In this chapter, we are going to discuss the concept of artificial intelligence (AI) and how it's applied in the real world. We spend a significant portion of our everyday life interacting with smart systems. This can be in the form of searching for something on the internet, biometric facial recognition, or converting spoken words to text. AI is at the heart of all this and it's becoming an important part of our modern lifestyle. All these systems are complex real-world applications and AI solves these problems with mathematics and algorithms. Throughout the book, we will learn the fundamental principles that can be used to build such applications. Our overarching goal is to enable you to take up new and challenging AI problems that you might encounter in your everyday life.
By the end of this chapter, you will know:
- What is AI and why do we need to study it?
- What are some applications of AI?
- A classification of AI branches
- The five tribes of machine learning
- What is the Turing test?
- What are rational agents?
- What are General Problem Solvers?
- How to build an intelligent agent
- How to install Python 3 and related packages
What is AI?
How one defines AI can vary greatly. Philosophically, what is "intelligence?" How one perceives intelligence in turn defines its artificial counterpart. A broad and optimistic definition of the field of AI could be: "the area of computer science that studies how machines can perform tasks that would normally require a sentient agent." It could be argued from such a definition that something as simple as a computer multiplying two numbers is "artificial intelligence." This is because we have designed a machine capable of taking an input and independently producing a logical output that usually would require a living entity to process.
A more skeptical definition might be more narrow, for example: "the area of computer science that studies how machines can closely imitate human intelligence." From such definition skeptics may argue that what we have today is not artificial intelligence. Up until now, they have been able to point to examples of tasks that computers cannot perform, and therefore claim that computers cannot yet "think" or exhibit artificial intelligence if they cannot satisfactorily perform such functions.
This book leans towards the more optimistic view of AI and we prefer to marvel at the number of tasks that a computer can currently perform.

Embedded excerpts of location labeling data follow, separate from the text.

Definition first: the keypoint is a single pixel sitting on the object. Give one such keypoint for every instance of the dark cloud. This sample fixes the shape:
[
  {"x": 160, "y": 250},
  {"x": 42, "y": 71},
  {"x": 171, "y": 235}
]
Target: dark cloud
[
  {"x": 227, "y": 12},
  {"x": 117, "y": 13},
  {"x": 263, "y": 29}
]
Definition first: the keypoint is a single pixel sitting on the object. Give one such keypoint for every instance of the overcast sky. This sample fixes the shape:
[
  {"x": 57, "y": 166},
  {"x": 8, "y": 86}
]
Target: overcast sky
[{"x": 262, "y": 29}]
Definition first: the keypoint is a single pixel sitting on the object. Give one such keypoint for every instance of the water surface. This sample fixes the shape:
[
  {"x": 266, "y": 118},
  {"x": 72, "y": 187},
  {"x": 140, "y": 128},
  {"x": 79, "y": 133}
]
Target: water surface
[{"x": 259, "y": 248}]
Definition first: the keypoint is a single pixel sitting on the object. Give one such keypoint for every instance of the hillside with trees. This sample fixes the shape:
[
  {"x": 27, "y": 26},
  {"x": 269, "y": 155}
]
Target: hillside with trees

In our aforementioned multiplication task, a computer will certainly be faster and more accurate than a human if the two numbers are large enough. There are other areas where humans can currently perform much better than computers. For example, a human can recognize, label, and classify objects with a few examples, whereas currently a computer might require thousands of examples to perform at the same level of accuracy. Research and improvement continue relentlessly, and we will continue to see computers solving more and more problems that just a few years ago we could only dream of them solving. As we progress in the book, we will explore many of these use cases and provide plenty of examples.
An interesting way to consider the field of AI is that AI is in some ways one more branch of science that is studying the most fascinating computer we know: the brain. With AI, we are attempting to reflect some of the systems and mechanics of the brain within computing, and thus find ourselves borrowing from, and interacting with, fields such as neuroscience.
Why do we need to study AI?
AI can impact every aspect of our lives. The field of AI tries to understand patterns and behaviors of entities. With AI, we want to build smart systems and understand the concept of intelligence as well. The intelligent systems that we construct are very useful in understanding how an intelligent system like our brain goes about constructing another intelligent system.
Let's look at how our brain processes information:
Figure 1: Basic brain components
Compared to some other fields such as mathematics or physics that have been around for centuries, AI is relatively in its infancy. Over the last couple of decades, AI has produced some spectacular products such as self-driving cars and intelligent robots that can walk. Based on the direction in which we are heading, it's obvious that achieving intelligence will have a great impact on our lives in the coming years.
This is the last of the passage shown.